Herbalife can pay commissions only on distributor volume within a personally consumable amount—but they can pay on additional distributor volume if it becomes customer volume via person-to-person transactions. This means that Herbalife needs a way to not only track those sales, but also to compare the inventory carried by distributors to the sales made to those distributors.
All of that data must be accessible—and auditable. It can’t be in a file cabinet of receipts in a back room. These records need to be digital. That puts an onus on your IT solution because accepting, processing, and storing that data isn’t something you want to do with horizontal market software. The last thing you want is an Excel document full of these supposed retail sales and a hard drive full of scanned or photographed receipts. Auditing records stored like that would be a nightmare.
Using the same software solution to capture and store information about purchases made directly with the company and purchases made between individuals out in the world makes it possible to quickly audit whether or not a distributor had enough product to make all of the sales they’re claiming. It also makes it possible for Herbalife to display the balance in the distributor’s back office and thus incentivize distributors to make and track those sales.
Again, it’s hard to know if restrictions like this will become the new normal for industry court cases. But implementing a system like this can only help you. More likely than not, distributors in your sales force are selling product directly to customers—buying more product than they personally consume. It’s not a bad idea to talk to your IT provider to find out what you can do to keep clear and auditable data about the real personal consumption happening in the field.

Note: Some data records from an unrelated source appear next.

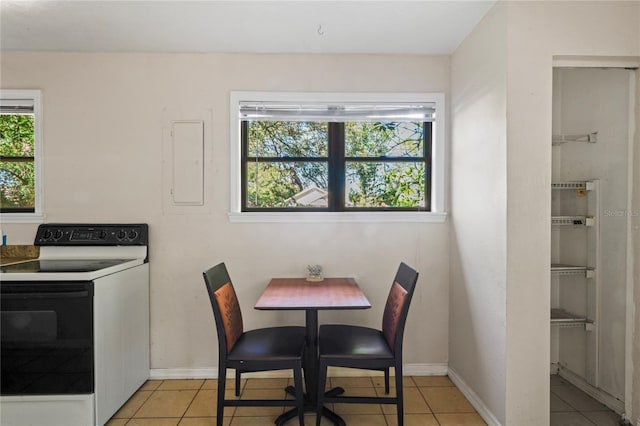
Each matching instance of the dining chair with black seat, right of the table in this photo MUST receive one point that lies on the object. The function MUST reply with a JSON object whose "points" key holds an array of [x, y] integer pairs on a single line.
{"points": [[367, 348]]}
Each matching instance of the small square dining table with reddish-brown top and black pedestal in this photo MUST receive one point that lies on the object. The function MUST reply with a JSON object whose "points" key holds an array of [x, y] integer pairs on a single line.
{"points": [[311, 297]]}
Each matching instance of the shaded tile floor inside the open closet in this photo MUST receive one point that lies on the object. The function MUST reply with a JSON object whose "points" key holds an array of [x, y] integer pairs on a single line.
{"points": [[572, 407]]}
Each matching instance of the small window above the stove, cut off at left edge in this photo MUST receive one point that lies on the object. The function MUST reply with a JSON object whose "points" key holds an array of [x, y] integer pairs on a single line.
{"points": [[20, 150]]}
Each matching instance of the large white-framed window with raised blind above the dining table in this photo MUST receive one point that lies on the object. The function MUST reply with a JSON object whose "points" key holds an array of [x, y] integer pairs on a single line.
{"points": [[338, 153]]}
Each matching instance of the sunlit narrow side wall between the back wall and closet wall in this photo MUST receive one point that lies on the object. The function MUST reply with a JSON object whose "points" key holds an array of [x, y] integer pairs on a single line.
{"points": [[478, 205]]}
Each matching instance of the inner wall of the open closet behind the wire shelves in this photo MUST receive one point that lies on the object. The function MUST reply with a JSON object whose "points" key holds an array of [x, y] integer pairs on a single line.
{"points": [[595, 100]]}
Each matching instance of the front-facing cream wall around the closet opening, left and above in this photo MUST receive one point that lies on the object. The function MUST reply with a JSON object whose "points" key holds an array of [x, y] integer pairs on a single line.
{"points": [[538, 31]]}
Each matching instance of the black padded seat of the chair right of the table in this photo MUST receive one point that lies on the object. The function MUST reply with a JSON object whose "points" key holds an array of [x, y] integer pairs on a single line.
{"points": [[350, 341]]}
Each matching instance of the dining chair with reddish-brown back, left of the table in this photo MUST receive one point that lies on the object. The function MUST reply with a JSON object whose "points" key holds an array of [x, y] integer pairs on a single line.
{"points": [[264, 349]]}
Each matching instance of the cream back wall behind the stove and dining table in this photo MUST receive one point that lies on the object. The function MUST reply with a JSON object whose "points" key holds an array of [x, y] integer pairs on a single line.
{"points": [[103, 141]]}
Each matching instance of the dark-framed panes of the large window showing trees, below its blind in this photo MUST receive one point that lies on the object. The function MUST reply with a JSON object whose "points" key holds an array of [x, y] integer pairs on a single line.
{"points": [[335, 166]]}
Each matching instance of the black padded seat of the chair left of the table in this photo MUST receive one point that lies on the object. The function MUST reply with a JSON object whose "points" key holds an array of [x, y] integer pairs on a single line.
{"points": [[275, 343]]}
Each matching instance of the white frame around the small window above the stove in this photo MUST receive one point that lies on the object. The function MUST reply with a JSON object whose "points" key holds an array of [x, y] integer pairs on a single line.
{"points": [[36, 96]]}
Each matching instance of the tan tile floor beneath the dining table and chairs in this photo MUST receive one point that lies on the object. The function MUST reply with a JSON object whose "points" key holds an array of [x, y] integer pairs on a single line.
{"points": [[429, 401]]}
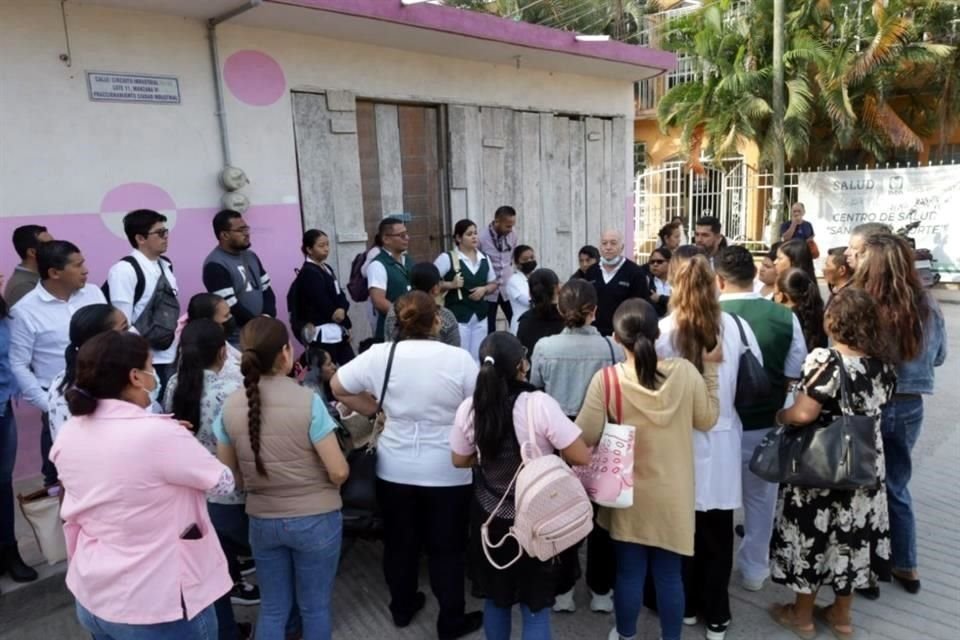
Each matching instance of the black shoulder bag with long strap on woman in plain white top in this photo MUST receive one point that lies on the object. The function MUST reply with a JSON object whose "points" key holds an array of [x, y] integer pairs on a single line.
{"points": [[360, 511]]}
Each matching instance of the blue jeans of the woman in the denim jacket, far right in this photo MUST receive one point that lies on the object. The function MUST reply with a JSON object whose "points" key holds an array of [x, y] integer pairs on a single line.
{"points": [[900, 426]]}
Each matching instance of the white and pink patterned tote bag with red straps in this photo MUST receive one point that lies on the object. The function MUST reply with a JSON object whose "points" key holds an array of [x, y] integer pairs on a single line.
{"points": [[608, 478]]}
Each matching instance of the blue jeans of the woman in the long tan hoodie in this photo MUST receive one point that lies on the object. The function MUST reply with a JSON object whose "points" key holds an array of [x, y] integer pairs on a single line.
{"points": [[666, 567]]}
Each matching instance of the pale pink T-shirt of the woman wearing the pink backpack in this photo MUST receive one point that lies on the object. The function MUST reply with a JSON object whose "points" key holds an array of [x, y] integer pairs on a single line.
{"points": [[551, 427]]}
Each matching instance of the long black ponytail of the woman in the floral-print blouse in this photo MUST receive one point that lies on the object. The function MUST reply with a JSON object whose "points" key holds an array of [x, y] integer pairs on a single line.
{"points": [[200, 345]]}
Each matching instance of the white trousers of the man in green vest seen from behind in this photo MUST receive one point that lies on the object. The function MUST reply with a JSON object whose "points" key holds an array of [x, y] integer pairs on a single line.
{"points": [[759, 508]]}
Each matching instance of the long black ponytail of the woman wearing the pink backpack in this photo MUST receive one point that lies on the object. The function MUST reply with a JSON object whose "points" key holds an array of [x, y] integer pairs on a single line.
{"points": [[497, 389]]}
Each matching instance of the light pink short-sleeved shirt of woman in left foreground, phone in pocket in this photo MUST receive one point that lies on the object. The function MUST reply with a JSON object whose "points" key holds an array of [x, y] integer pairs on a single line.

These operational shifts will be major for Herbalife—working to implement them right away under the FTC’s close watch—but you can make similar, incremental changes to your operations in advance of any regulatory threat. In my article about post-Herbalife commission plan considerations, I emphasized the importance of differentiating customers, limiting blanket-recruiting, and incentivizing your sales force to acquire and sell to customers. While there are many ways to do these things, it’s fascinating to consider the specific ways that Herbalife must accomplish them. Making small changes might actually improve the health of your sales force and customer base. The technology is there—the option is there. Will the industry choose to use it?